I'm often asked to guide visiting birders around some of the local  birding sites and almost invariably decline, but I was recently somehow cajoled into doing so. The recipient of my "largesse" was Philippe de Grissac, who was staying in Hobart with his partner, Nichole, as the guest of Dr Ian and Ann Crawford, of West Hobart. The Crawford's had befriended members of the French Antarctic organisation after a fatal helicopter crash in the Antarctic. The French operate the resupply vessel L'Astrolabe out of Hobart.
Philippe is the vice-president of the French bird conservation organisation LPO--La Liege Francaise pour la Protection des Oiseaux, the French equivalent of the British RSPB. I must confess that I'd never heard of the organisation, but it has just celebrated its' 100th birthday! My stereotypical view of the French is that they're more likely to eat the wildlife than conserve it. My lack of knowledge is perhaps all the more surprising, since I lived near the English coast not far from the Channel ports and visited France on the early "no passport" trips regularly. However, I do remember that these trips had more to do with duty free than any interest in French cultural pursuits. I also remember a lack of locals on the street, and now realise that our boorish behaviour may have been the cause--I don't recall ever seeing any birds there, not sure what that tells me!
Our first outing, to the Waterworks Reserve at Dynnyrne, wasn't exactly auspicious as it drizzled constantly, but we soldiered on, ticking off at least a few of our endemics, before retiring to a local coffee house.
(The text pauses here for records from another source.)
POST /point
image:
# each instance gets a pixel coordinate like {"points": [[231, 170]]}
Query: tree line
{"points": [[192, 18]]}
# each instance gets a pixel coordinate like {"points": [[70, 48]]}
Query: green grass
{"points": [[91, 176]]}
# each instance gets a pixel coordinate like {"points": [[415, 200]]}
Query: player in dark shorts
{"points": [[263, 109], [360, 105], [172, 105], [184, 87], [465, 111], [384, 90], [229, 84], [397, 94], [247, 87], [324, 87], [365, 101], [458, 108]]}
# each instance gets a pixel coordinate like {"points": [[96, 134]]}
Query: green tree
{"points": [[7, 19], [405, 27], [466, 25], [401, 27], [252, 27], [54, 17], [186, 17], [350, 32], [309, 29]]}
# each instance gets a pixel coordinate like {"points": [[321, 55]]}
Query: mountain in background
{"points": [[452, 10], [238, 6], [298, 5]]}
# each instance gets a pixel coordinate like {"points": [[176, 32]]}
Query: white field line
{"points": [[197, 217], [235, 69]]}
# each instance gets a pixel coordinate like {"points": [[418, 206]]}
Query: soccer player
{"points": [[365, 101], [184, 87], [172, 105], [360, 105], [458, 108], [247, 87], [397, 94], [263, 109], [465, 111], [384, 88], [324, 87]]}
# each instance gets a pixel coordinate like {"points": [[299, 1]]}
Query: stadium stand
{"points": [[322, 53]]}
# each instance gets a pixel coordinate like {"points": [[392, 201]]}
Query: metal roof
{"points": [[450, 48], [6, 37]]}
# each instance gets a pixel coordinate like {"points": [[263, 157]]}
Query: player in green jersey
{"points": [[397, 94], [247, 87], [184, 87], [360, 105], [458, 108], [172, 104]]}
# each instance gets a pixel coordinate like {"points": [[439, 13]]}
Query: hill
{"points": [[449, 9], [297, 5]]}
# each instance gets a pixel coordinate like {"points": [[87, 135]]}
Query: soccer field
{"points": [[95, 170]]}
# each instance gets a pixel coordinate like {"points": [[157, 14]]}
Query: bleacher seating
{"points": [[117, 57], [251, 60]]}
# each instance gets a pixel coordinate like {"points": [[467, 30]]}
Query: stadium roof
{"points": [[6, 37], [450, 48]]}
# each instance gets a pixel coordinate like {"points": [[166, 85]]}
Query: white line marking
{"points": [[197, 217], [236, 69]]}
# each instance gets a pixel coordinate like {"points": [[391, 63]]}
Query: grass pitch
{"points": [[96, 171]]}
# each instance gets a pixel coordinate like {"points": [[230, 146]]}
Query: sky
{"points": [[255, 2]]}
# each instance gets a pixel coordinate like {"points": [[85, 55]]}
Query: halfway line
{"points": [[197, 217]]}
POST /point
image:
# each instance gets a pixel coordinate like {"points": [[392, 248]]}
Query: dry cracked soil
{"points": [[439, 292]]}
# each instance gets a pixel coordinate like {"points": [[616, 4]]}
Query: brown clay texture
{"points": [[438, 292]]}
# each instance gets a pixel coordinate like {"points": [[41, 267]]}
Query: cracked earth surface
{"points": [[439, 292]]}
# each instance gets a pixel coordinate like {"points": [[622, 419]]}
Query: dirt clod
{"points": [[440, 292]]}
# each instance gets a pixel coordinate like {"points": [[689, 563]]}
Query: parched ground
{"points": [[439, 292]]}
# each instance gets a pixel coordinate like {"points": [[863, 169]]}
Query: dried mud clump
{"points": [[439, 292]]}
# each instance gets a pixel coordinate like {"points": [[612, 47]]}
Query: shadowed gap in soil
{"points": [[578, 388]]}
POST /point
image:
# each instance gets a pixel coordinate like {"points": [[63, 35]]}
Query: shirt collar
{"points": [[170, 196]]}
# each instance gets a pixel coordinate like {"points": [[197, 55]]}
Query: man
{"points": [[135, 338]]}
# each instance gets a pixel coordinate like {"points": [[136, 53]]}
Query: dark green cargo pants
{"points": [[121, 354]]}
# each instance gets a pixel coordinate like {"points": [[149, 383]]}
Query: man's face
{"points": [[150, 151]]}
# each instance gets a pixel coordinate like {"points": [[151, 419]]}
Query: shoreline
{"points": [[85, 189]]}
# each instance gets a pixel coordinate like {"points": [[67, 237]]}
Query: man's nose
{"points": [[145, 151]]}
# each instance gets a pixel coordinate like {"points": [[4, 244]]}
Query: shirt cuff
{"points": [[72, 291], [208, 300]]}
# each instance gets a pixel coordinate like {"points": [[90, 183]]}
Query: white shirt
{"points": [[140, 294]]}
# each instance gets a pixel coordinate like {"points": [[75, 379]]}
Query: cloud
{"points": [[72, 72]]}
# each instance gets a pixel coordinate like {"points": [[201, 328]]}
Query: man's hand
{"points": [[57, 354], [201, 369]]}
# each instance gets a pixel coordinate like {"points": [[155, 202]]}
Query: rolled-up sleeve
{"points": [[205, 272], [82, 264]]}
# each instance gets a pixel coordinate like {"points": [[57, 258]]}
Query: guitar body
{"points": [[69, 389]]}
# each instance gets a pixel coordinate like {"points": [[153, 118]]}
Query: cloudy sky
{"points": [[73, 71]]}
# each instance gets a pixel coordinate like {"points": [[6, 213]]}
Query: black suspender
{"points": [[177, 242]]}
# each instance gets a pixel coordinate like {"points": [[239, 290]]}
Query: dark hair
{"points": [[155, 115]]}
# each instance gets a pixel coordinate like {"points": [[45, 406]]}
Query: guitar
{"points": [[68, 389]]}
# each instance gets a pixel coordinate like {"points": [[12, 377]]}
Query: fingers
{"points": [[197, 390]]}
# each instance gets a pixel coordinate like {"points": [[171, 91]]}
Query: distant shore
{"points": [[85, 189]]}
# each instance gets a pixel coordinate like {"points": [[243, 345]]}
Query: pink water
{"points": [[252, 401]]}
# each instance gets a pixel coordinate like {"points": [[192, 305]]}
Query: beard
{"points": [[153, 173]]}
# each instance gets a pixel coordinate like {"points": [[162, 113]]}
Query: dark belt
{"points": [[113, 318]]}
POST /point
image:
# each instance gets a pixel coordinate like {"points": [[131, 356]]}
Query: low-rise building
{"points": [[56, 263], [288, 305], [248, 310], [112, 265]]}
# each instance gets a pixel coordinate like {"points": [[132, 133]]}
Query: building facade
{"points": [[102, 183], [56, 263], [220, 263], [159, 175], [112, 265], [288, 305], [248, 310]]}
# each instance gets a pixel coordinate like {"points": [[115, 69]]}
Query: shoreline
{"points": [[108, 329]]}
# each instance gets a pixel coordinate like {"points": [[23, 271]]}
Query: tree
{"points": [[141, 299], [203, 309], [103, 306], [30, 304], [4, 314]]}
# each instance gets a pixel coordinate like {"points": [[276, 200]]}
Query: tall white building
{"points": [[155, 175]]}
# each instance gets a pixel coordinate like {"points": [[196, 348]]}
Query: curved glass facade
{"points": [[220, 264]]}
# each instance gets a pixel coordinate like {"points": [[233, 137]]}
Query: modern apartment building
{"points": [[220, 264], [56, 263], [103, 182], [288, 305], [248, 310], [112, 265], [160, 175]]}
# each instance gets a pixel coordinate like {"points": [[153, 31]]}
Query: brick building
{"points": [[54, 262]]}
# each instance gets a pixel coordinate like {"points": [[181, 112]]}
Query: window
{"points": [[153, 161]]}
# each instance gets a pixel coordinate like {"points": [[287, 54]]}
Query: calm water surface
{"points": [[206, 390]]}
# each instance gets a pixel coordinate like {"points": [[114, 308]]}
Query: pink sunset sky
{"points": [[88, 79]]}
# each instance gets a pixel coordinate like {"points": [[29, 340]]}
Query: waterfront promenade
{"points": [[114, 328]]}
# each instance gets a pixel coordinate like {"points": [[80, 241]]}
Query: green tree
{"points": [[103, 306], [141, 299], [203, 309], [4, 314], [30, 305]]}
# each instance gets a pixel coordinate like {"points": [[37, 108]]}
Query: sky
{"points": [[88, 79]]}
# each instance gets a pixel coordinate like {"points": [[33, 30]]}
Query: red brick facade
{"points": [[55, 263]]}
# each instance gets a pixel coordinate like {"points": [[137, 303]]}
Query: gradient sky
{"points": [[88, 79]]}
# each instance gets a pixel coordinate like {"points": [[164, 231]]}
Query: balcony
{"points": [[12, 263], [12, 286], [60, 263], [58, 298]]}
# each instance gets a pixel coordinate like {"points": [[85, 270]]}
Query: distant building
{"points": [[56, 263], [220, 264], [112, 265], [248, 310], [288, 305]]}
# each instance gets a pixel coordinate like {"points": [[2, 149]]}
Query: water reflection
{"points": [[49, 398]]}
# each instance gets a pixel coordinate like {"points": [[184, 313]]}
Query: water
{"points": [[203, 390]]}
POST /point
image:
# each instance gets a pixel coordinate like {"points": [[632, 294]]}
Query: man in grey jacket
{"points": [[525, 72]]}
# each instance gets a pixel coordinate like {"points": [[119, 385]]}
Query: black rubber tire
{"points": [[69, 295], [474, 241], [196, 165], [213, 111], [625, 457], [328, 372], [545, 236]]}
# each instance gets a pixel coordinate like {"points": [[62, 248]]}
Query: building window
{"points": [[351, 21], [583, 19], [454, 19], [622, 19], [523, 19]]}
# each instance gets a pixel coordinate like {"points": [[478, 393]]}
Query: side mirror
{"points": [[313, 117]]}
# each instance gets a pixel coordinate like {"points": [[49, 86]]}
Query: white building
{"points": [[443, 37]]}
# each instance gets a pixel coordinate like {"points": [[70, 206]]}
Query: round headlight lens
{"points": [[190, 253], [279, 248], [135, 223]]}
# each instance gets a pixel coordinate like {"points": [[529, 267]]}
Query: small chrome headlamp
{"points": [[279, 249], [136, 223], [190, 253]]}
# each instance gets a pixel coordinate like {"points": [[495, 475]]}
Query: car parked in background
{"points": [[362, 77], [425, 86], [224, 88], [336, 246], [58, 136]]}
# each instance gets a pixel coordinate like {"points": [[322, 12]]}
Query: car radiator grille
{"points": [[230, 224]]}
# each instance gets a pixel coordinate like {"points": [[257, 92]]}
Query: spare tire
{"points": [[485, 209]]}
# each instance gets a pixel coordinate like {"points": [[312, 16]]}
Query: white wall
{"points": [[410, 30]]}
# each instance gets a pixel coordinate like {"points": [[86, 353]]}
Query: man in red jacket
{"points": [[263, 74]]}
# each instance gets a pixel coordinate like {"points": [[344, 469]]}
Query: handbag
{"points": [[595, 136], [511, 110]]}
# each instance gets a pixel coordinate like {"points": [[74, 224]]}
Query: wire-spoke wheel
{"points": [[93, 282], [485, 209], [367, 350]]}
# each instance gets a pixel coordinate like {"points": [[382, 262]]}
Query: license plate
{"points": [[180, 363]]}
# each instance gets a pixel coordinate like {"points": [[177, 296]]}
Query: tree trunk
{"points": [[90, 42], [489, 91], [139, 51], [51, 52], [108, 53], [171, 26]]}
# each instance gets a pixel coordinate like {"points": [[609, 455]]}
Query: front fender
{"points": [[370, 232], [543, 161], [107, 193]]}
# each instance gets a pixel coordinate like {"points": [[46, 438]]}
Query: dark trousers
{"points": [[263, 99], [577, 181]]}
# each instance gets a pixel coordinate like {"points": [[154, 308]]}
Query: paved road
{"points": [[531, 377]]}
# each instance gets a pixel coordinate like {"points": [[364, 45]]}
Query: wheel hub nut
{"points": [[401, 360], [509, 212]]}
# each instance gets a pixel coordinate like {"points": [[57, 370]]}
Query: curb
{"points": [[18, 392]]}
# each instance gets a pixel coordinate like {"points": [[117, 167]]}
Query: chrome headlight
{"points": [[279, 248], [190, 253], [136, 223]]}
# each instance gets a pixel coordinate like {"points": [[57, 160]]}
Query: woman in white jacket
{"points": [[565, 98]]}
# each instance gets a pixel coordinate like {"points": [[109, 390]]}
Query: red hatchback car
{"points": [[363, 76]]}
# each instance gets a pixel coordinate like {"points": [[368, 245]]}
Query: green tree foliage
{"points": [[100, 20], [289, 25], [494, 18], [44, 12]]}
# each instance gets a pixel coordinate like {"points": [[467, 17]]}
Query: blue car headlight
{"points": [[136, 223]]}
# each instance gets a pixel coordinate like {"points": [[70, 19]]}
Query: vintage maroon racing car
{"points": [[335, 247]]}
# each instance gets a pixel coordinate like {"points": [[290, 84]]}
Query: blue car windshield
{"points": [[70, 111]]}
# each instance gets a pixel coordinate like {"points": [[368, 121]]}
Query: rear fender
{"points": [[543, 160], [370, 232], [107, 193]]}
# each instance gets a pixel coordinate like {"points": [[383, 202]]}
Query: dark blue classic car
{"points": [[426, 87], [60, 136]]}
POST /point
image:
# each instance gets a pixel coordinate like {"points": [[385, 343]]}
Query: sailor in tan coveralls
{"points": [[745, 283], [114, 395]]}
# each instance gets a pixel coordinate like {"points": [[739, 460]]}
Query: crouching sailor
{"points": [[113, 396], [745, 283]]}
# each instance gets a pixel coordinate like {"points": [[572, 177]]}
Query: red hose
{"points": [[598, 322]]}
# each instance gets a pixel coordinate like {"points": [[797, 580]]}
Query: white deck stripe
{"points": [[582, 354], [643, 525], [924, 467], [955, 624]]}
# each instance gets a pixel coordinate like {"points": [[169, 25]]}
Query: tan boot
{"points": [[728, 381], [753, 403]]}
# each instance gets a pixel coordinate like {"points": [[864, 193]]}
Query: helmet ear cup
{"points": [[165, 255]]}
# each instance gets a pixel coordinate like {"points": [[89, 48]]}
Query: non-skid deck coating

Philippe and Nichole then toured the state and our second excursion was a week or so later, also to the Waterworks at Dynnyrne--I've found this to be one of the best sites to see a cross section of Tassie's birds. This visit included other members of his family (their relationship I wasn't sure of, and was afraid to ask--well they are French!). I do know it included his daughter, Sophie (pictured with binoculars at the ready), an ornithologist in her own right, and had just returned from the Antarctic--the reason for Philippe's visit. Sophie has recently co-authored a paper in the prestigious publication, "Science" entitled "Changes in Wind Pattern alter Albatross Distribution and Life-history Traits"--an interesting read. Due to a language "issue", I inadvertently led Philippe to believe I too had written a paper for "Science", and it became too difficult to put that to right. If you read this Phillipe, I have co-authored several papers, but definitely none have reached such exalted publications!
At the Waterworks we managed a good haul of local birds, including close views of a pair of Pink Robins. A pleasure meeting Philippe and family, I only wish I had paid more attention during my now distant French lessons.